X = [x^{1} x^{2} \dots x^{N}] \in R^{d \times N}

where each datapoint $x^{j} \in R^{d}$ . The idea of dimensionality reduction techniques in ML is to find a projector operator $P : R^{d} \to R^{k}$ , with $k ≪ d$ , such that in the projected space $P (x)$ , images semantically similar are close together. If the points in a projected space forms isolated populations such that inside of each population the points are close, while the distance between populations is large, we call them clusters. A clustering algorithm is an algorithm which is able to find clusters from high-dimensional data.

Principal Component Analysis (PCA)

Principal Componenti Analysis (PCA) is probably the simplest yet effective technique to perform dimensionality reduction and clustering. It is an unsupervised algorithm, thus it does not require any label.

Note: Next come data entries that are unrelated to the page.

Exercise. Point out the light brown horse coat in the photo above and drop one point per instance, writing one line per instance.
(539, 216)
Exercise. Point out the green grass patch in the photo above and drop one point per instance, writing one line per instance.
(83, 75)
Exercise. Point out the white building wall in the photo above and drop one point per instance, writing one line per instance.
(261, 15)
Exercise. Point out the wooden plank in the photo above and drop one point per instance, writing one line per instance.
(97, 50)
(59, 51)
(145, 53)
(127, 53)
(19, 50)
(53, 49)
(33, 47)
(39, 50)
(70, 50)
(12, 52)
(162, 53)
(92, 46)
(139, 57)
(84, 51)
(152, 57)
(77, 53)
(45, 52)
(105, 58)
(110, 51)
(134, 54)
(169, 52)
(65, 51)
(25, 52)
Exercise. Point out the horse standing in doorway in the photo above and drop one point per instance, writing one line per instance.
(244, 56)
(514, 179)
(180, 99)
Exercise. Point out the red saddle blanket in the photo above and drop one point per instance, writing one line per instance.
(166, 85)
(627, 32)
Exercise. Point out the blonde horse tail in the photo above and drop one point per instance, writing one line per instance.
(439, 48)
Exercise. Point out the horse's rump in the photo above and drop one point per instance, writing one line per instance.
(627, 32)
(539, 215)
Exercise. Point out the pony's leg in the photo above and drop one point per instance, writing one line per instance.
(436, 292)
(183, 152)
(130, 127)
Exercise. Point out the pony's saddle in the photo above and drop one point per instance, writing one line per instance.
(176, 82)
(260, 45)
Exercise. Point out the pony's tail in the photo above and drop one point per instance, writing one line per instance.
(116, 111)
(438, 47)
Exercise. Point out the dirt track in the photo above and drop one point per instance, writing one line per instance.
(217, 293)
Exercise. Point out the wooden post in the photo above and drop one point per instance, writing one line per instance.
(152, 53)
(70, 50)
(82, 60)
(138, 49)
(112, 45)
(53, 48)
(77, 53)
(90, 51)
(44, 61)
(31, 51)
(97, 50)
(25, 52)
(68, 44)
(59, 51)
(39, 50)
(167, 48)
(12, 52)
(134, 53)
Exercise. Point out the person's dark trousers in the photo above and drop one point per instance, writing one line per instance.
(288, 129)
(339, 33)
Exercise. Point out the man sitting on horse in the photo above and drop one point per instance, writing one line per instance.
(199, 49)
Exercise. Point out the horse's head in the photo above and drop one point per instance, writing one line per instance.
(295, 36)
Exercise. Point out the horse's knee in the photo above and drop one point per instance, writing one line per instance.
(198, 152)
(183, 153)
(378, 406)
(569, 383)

The idea is the following: consider a dataset $X \in R^{d \times N}$ of high-dimensional data and assume we want to project it into a low-dimensional space $R^{k}$ . Define

Z = [z^{1} z^{2} \dots z^{N}] \in R^{k \times N}

the projected version of $X$ . We want to find a matrix $P \in R^{k \times d}$ such that $Z = PX$ , with the constraint that in the projected space we want to keep as much information as possible from the original data $X$ .

You already studied that, when you want to project a matrix by keeping informations, a good idea is to use the Singular Value Decomposition (SVD) of it and, in particular, the Truncated SVD (TSVD). Let $X \in R^{d \times N}$ , then

X = U Σ V^{T}

is the SVD of $X$ , where $U \in R^{d \times d}$ , $V \in R^{N \times N}$ are orthogonal matrices ( $U^{T} U = U U^{T} = I$ and $V V^{T} = V^{T} V = I$ ), while $Σ \in R^{d \times N}$ is a diagonal matrix whose diagonal elements $σ_{i}$ are the singular values of $X$ , in decreasing order ( $σ_{1} \geq σ_{2} \geq \dots \geq σ_{d}$ ). Since the singular values represents the quantity of informations contained in the corresponding singular vectors, keeping the first $k$ singular values and vectors can be the solution to our projection problem. Indeed, given $k < d$ , we define the Truncated SVD of $X$ as

X_{k} = U_{k} Σ_{k} V_{k}^{T}

where $U_{k} \in R^{d \times k}$ , $Σ_{k} \in R^{k \times k}$ , and $V_{k} \in R^{k \times N}$ .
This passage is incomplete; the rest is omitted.